1. VIA LIBERA IN COMMISSIONE AL SENATO ALL'EMENDAMENTO DI MAGGIORANZA SULLE PREFERENZE
EMENDAMENTO DI FDI SULLE PREFERENZE BOCCIATO ALLA CAMERA
(ANSA) - Via libera della commissione Affari costituzionali del Senato all'emendamento unitario del centrodestra sulle preferenze nella riforma della legge elettorale.
Il testo, che ricalca quello bocciato a luglio per un solo voto alla Camera, lascia bloccato il capolista, mentre per tutti gli altri candidati l'elettore potrà esprimere fino a tre preferenze, mettendo una croce sulla scheda.
L'alternanza di genere parte dal candidato successivo al capolista, che resta dunque escluso dal meccanismo.
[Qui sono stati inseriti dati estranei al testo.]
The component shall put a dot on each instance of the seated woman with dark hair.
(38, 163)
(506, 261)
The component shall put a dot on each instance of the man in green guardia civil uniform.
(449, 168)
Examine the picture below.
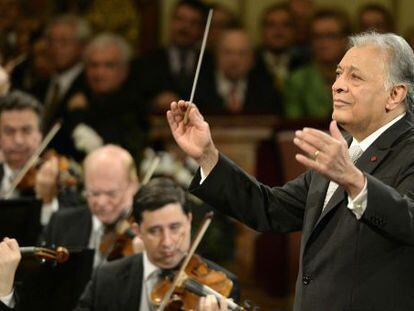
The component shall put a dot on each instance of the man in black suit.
(356, 214)
(233, 87)
(167, 74)
(66, 37)
(20, 136)
(110, 184)
(163, 222)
Per i capilista non viene dunque riproposta la regola del 60%-40% del Rosatellum, che pone un limite alla prevalenza di uno dei due generi.
2. L.ELETTORALE: OPPOSIZIONI SENATO,FORZATURA MAGGIORANZA PREFERENZE
riforma della legge elettorale
(Agenzia Agi) - "Sulla legge elettorale la maggioranza compie una forzatura dopo l'altra, truccando le carte in maniera plateale", affermano i senatori di Pd, Avs e Iv in commissione Affari costituzionali.
"Il colpo di mano del giorno - prosegue una nota - riguarda la scelta del presidente della commissione Affari Costituzionali del Senato, Andrea De Priamo, di Fratelli d'Italia, di impedire che i commissari potessero esprimersi sull'emendamento unitario delle opposizioni che, in contrasto con la proposta-farsa del centrodestra sulle 'finte preferenze', reintroduce le preferenze in modo serio e vero, per tutti gli eletti, e insieme innalza la soglia di premio al 45%, elimina l'obbligo di pre-indicazione del candidato premier e inserisce una reale tutela di genere".
"E' una scelta grave, non in linea con il regolamento e il buonsenso. La maggioranza ha paura di far risaltare quel che tutti hanno sempre piu' chiaro: il fatto che il centrodestra vuole azzerare il potere di scelta dei cittadini e dar vita a un Parlamento composto per la stragrande maggioranza da nominati", conclude la nota.